The Michigan Electronic Music Collective (MEMCO) have shared a recording of the Black Lives Matter Symposium they held in February. The talk, given by “Mad” Mike Banks and Stacey “Hotwaxx” Hale, was moderated by DJ Jungle 313 and uploaded to MEMCO’s SoundCloud account.

Opening the dialogue, DJ Jungle 313 (real name Ron Johnson) talked about his own history in electronic music. As with many Detroit techno mainstays, he was inspired early on by radio DJ Charles Johnson A.K.A. The Electrifying Mojo, who exposed him to the likes of CybotronKraftwerk and Prince. When stationed in Germany during military service in 1989, he experienced a full-circle moment upon hearing Detroit techno played in Frankfurt nightclub Dorian Gray.

When asked “What is techno,” Banks touched on the genre’s history while sharing a philosophical perspective on the genre’s evolution. “It’s a little bit of this and a little bit of that, but I don’t think there was any genius in it,” he said. “Techno occurred because Detroit was abandoned by major music. I think the market was so uninteresting to them that our DJs got allowed a lot of freedom to play what they felt the community needed.”

For her part, Hale recounted stumbling into Detroit nightclub Heaven and falling in love with the concept of continuous mixing. Ahead of her time, she developed a method she called “sneak-a-mix” to make songs blend seamlessly into one other without the audience being able to tell that a transition took place. Hale has gone on to mentor countless up-and-coming DJs – among them Brooklyn hard techno artist Gia.

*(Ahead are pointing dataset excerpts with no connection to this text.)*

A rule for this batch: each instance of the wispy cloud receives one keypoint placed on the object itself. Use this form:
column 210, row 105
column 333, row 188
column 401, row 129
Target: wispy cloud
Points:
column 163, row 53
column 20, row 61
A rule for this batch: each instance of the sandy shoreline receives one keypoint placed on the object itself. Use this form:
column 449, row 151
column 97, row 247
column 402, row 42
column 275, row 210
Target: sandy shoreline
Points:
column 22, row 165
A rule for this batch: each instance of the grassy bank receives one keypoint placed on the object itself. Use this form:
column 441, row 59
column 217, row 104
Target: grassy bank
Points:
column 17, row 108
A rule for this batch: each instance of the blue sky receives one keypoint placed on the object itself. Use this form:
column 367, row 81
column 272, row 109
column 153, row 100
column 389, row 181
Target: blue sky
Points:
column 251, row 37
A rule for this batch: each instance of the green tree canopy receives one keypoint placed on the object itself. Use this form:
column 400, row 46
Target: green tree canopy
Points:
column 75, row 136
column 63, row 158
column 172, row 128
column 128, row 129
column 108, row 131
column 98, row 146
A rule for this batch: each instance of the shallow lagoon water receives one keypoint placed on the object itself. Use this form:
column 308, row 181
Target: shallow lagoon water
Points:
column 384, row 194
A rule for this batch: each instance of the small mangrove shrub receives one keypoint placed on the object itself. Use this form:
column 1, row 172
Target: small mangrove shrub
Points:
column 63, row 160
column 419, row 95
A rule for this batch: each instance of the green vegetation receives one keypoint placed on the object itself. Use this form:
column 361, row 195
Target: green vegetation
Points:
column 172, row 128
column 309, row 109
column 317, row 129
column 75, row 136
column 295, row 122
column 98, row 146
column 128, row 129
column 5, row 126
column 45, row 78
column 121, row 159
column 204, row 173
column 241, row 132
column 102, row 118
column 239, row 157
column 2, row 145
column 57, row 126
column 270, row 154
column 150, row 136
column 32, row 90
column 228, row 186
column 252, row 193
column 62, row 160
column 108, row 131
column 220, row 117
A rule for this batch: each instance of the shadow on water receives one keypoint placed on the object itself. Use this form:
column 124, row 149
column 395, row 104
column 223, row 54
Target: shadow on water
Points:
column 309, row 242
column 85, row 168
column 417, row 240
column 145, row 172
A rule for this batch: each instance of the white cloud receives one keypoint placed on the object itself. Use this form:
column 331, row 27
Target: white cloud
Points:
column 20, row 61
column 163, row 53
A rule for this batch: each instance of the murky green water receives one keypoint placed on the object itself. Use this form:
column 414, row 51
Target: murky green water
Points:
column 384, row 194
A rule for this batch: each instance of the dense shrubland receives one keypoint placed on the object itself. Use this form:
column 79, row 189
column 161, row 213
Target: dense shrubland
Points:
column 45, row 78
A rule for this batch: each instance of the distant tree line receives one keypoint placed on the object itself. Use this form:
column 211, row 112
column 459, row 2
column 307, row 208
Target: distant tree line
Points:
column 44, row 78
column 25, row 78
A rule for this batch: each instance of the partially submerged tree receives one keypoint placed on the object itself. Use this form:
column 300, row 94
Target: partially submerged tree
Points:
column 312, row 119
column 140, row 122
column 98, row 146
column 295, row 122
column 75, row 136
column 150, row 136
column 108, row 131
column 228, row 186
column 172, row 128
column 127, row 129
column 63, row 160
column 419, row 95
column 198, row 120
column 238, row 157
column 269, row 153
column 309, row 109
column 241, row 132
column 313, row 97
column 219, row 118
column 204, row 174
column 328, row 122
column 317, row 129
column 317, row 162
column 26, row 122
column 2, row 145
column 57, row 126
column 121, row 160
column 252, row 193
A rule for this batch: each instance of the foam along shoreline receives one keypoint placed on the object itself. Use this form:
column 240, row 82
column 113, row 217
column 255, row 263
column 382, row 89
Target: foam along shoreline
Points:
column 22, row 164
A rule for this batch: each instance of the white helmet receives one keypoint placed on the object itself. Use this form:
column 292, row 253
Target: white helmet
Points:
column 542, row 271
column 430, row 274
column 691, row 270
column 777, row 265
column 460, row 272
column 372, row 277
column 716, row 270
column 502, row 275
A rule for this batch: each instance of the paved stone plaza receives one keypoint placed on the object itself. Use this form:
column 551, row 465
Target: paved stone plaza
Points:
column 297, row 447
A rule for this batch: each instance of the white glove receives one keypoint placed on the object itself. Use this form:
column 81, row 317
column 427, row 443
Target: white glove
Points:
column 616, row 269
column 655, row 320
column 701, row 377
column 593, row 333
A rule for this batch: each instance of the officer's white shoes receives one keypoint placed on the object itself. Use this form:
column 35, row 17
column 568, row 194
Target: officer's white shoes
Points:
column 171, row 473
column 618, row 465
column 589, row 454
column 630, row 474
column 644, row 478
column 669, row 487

Johnson closed out by asking what Banks and Hale would like the audience to take with them from the Symposium. The former artist encouraged them to take responsibility for the future and not turn a blind eye to the unchecked greed of the system. “Detroit is the model for blind, immoral capitalism,” he said.

Banks and Hale’s credentials as figureheads of Detroit techno speak for themselves. A founding member of Underground Resistance, a collective greatly responsible for techno’s history as protest music, Banks has contributed to the genre’s afrofuturistic vision. Hale is often called the “Godmother of House Music” and performed in such seminal clubs as The Warehouse and Studio 54 before techno was a glimmer in any Detroiter’s eye.

MEMCO’s Black History Month Symposium was partly funded by Arts at Michigan and The Office of Academic Multicultural Initiatives.